Y aquí me surge una reflexión: ¿no es, precisamente, esta conexión emocional con una misma y con otras lo que debería definir un liderazgo genuino? Pero, en lugar de reconocer este valor, el sistema sigue desincentivando los comportamientos auténticos y promoviendo estándares rígidos, excluyentes. Esta estructura no solo penaliza a las mujeres, sino que perpetúa un modelo obsoleto que favorece la apariencia por encima de la competencia.
Y, en todo caso, si fuera cierto que las mujeres experimentamos esta inseguridad, ¿no sería esta una consecuencia de un sistema que nos hace dudar de nosotras mismas? La inseguridad, en este caso, no es una característica intrínseca, sino una herramienta de control.
Cuando las mujeres se cuestionan sus capacidades o decisiones, no es casualidad, sino el resultado de un entorno que constantemente les envía mensajes contradictorios: se valora la autoconfianza, pero se penaliza si esta no encaja en los cánones tradicionales; se reclama liderazgo, pero se critica cuando este no se alinea con el modelo dominante.
"Cuando las mujeres se cuestionan sus capacidades o decisiones, no es casualidad, sino el resultado de un entorno que constantemente les envía mensajes contradictorios"
Y mientras tanto, el discurso patriarcal asegurando que la desigualdad no existe y que el problema reside en las mujeres, que supuestamente no tienen la autoconfianza necesaria para destacar. Así, la narrativa del síndrome de la impostora no solo perpetúa esta dinámica, sino que se convierte en una auténtica estrategia de "luz de gas". Un mecanismo sutil, pero efectivo que, en esencia, dice: "El problema no es el sistema; estás equivocada, el problema es que te faltan las competencias necesarias".

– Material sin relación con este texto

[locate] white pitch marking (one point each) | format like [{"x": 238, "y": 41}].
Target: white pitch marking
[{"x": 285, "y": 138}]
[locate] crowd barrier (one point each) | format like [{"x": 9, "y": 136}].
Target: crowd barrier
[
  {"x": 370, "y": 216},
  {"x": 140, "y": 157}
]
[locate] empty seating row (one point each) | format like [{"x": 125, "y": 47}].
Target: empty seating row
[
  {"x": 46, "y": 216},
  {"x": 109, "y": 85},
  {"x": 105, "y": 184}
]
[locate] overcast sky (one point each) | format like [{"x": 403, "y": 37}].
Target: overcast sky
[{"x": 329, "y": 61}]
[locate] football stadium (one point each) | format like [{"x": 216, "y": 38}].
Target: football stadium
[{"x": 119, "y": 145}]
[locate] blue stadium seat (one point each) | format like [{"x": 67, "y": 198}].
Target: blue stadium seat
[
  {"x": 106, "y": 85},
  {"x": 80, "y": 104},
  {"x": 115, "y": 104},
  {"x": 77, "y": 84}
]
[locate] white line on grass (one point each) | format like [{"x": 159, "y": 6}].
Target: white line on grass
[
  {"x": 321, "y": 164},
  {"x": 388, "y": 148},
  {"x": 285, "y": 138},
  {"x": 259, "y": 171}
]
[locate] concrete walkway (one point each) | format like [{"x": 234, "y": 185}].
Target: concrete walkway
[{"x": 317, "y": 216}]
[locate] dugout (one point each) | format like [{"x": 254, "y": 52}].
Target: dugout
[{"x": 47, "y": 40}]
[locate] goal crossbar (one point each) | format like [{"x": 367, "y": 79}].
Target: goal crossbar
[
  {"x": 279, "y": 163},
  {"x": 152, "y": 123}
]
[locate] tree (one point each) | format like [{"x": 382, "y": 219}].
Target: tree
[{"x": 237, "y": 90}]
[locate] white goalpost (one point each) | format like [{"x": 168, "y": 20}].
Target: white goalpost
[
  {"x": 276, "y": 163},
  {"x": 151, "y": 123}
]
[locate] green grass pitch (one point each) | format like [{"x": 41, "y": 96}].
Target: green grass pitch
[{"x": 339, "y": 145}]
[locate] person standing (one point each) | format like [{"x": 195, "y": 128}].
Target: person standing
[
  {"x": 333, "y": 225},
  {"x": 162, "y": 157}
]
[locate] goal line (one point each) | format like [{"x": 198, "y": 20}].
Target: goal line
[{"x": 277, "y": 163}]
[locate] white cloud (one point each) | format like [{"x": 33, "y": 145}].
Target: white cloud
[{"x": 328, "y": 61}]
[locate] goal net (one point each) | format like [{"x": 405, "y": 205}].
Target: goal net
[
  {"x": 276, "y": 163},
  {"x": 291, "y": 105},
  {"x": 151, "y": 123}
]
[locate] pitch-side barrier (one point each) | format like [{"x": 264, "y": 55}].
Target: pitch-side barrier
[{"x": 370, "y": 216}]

Es hora de transformar esta narrativa simplista que patologuiza la diferencia y empezar a cuestionar las estructuras que generan estas desigualdades. Como bien intuía Sylvia Plath, no es la falta de capacidad lo que nos frena, sino un entorno que oprime nuestro verdadero potencial. Sugiero que dejemos de hablar del síndrome de la impostora y pongamos el foco en lo que podríamos llamar "Campana de Cristal": estructuras que asfixian las ambiciones de las mujeres.